Le bruit des glaçons frise le chef d’œuvre. C'est un film profondément dérangeant, qui allie irrationnel, sentiments, et psychologie à des vérités brutes, du pessimisme, et une critique de la société actuelle. (Je vais spoiler par moments attention)
Le film entier joue sur l'absence de logique par laquelle est éclairé le scénario.
Les médecins sont imbuvables, violents, incompétents et lâches (on remarquera d'ailleurs que tout se passe en dehors de la maison est nocif, les analyses médicales étant dangereuses, anticipées par la maladie, et extérieures, l'incarnation du cancer du protagoniste et le journaliste insensible arrivant également de dehors,...) alors même qu'ils sont censés aider le protagoniste.
La bouteille de vin blanc présente au quotidien est en revanche rassurante, l'alcool n'empêche pas Charles Faulque de réfléchir, c'est l'une de ses qualités que sa servante absorbera littéralement. Le cancer va tuer le bonhomme à ses yeux, mais le vin l'aide à tenir le coup.
Flash backs, paroles adressées à la caméra, présent, passé, dialogues avec les personnages imaginaires (y compris en présence du médecin de famille incompétent sans qu'il tilte !), tout est mélangé. Le film cherche à bouleverser le spectateur, à rendre absurde tout recul sur les événements.
Ensuite, il tend à choquer par la psychologie des personnages, et le déroulement des péripéties.
Pour cela, il assène des vérités crues : la servante couche avec le fils du protagoniste (qui a 16 ans) par manque affectif, protagoniste qui sombre dans l'alcoolisme, accepte plusieurs fois sa mort proche, et a recours a une prostituée russe,...tous ces éléments laissant les personnages indifférents. Faulque se rend compte que son fils couche avec la femme qu'il s'est mis à aimer ? Il rigole, et on zappe. L'alcool ? Bah on continue, peu importe. La servante follement amoureuse de Faulque constate qu'il fréquente une magnifique prostituée ? Elle avoue simplement être « un peu jalouse » et reste soumise à son métier (c'en devient son unique fonction à ses yeux). Faulque est devenu alcoolique depuis le départ de sa femme. Que pensez-vous qu'il va faire quand elle va passer déposer/chercher son fils ? Bah l'envoyer se faire voir, avec politesse, en expliquant qu'il la verrait dans les yeux de son fils. BORDEL. Ils sont plus morts dans l'âme qu'en vrai !
Et voila que Bertrand Blier qui a écrit le film nous évite une fin malheureuse (une tromperie digne d'une comédie de bas étage, et paf les cancers disparaissent) sur Ne me quitte pas de Jacques Brel. UNE BELLE FIN, SUR DU BREL.

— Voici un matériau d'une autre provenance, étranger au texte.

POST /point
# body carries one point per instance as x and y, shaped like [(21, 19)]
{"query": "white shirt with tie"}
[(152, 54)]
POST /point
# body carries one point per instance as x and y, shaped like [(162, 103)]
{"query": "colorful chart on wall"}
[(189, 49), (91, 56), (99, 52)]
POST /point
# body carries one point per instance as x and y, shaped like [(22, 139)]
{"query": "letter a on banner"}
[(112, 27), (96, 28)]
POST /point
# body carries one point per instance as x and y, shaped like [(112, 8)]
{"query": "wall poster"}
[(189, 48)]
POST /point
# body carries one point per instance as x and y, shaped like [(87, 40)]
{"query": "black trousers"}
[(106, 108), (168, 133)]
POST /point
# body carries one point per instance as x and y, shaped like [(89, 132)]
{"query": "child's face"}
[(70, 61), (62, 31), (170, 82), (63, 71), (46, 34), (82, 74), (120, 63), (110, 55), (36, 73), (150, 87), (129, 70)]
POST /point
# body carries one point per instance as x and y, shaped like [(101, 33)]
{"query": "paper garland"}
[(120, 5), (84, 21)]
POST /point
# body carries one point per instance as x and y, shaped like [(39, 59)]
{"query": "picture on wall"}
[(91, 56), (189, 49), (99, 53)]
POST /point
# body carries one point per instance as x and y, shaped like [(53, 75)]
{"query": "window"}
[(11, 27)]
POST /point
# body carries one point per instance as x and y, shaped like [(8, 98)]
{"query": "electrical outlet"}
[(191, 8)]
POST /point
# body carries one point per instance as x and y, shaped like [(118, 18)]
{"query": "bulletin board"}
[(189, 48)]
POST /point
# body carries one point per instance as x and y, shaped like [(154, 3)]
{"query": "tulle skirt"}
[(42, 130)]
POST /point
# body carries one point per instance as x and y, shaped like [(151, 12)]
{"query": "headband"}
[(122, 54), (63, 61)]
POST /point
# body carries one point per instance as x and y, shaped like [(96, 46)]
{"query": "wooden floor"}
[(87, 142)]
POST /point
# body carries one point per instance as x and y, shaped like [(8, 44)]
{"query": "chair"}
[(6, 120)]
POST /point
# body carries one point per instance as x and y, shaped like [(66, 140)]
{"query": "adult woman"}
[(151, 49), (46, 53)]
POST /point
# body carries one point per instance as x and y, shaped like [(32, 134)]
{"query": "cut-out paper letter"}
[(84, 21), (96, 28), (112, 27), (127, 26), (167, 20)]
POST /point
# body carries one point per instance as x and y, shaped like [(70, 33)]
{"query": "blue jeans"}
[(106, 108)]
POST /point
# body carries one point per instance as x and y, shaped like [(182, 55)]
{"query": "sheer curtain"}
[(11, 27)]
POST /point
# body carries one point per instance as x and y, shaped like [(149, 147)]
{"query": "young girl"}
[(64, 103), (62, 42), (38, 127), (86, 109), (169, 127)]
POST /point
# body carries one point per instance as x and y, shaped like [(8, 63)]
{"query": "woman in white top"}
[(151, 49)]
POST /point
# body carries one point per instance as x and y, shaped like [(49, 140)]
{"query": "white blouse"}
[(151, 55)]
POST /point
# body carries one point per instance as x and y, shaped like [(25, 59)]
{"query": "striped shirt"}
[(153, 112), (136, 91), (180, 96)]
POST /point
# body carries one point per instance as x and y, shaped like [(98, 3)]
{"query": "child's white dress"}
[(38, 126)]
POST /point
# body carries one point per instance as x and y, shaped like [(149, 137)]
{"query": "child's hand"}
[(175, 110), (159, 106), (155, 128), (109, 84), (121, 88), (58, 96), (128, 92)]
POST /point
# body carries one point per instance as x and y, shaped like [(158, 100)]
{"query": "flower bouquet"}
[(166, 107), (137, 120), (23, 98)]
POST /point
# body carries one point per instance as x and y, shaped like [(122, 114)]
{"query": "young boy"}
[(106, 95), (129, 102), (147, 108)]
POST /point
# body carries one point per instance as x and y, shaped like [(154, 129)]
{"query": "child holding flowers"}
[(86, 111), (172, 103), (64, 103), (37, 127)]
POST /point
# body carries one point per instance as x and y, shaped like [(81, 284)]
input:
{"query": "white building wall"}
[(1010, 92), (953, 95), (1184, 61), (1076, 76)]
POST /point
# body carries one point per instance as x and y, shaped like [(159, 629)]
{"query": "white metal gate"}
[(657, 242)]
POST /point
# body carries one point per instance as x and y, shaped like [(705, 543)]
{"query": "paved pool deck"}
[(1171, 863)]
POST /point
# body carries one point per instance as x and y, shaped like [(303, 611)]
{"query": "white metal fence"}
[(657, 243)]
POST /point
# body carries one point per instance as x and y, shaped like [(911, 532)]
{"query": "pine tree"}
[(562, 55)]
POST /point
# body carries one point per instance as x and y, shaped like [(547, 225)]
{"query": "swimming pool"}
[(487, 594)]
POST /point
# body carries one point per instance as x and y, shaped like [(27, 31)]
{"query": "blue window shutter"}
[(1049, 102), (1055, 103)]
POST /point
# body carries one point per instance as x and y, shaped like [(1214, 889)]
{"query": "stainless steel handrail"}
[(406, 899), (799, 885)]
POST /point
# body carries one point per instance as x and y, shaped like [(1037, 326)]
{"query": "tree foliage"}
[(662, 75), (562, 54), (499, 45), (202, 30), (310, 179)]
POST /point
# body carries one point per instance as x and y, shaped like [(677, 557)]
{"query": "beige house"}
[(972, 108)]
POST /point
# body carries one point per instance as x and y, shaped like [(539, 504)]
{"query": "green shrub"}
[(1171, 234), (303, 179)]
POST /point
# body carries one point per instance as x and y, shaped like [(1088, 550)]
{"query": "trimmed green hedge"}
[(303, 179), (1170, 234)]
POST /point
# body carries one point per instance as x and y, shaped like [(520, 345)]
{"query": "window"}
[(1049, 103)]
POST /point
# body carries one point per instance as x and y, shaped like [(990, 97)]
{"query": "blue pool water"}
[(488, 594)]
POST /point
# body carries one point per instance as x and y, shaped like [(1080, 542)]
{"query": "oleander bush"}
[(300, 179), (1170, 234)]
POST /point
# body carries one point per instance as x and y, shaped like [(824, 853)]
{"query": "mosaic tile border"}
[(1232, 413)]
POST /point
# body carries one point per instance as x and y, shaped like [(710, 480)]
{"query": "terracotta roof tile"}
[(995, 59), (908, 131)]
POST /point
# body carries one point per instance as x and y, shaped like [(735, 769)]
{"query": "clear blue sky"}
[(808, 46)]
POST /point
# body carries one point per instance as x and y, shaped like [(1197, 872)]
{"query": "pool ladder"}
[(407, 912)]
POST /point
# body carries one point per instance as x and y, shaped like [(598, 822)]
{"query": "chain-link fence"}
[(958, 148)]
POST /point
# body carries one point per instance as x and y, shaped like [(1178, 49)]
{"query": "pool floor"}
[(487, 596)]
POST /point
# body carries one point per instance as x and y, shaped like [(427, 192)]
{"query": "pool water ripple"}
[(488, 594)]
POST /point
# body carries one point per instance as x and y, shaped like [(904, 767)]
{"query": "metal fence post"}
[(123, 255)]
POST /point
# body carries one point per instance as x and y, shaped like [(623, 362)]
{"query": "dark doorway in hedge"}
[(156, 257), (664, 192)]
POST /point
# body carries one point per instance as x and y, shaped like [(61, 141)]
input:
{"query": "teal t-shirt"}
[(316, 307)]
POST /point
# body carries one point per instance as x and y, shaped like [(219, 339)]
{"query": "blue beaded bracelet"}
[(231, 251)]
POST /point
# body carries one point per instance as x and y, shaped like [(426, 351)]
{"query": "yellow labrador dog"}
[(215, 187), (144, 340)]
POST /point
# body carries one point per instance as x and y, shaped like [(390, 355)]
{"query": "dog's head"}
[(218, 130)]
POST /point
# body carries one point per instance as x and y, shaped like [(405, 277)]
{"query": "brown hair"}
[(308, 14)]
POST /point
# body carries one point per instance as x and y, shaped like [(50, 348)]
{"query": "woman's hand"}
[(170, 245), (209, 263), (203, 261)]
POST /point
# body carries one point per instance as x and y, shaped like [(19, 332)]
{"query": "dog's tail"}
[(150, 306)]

Concrètement ce qui différencie cette comédie macabre filmée d'un navet aléatoire, c'est ce qu'elle dénonce : l'individualisme et la conception détournée que les gens ont de leur travail dans la société. Les personnages incarnant les cancers sont des fonctionnaires prêts à tuer sans aucune pitié, dont le métier leur a ôté tout sentiment (la servante est d'ailleurs victime de sa profession comme expliqué plus haut). Le journaliste tient à montrer Faulque trébuchant par terre ivre mort, et à clamer son cancer dès qu'il apprend que le pauvre homme est malade. L'ex-épouse part avec son fils, et ne le laisse pas revenir avant plusieurs années, par égoïsme plus que par égard pour son enfant. Faulque avoue être en permanence saoul, et avoir été écrivain dans le même temps. Son ancien métier a pour lui moins de valeur qu'une bouteille de vin blanc. Le chirurgien qui refuse de prendre une responsabilité en opérant Faulque, et le frappe avec sa tête dès qu'il proteste, tout en lui prescrivant un calmant avec sang froid, montre son détachement de tout ce qui est humain (pas de prises de risque pour sauver quelqu'un, mépris, violence,...). Les professions en question ne sont évidemment pas visées personnellement, mais la conception de nos actions dans la société lorsqu'elles sont rémunérées.
Seuls Faulque et son aimée expriment de vrais sentiments, et ce maladroitement tellement cela leur semble étrange, peu naturel (les cancers s'en étonnent, ne comprennent pas). Ces sentiments sont d'autant plus vrais qu'ils ne sont pas « innés » : Faulque met beaucoup de temps à voir le personnage du cancer de sa servante (qu'on ne peut voir que si l'on aime vraiment une personne comme expliqué au début du film), et lorsqu'il se rend compte qu'elle voit son fantôme mutagène, il n'est pas capable d'aller converser avec elle tant il est perplexe. Cela marque un immense fossé avec toutes les comédies françaises avec des amours idéalisés et instantanés.
Un magnifique film donc, pour peu que vous appréciez le vin blanc.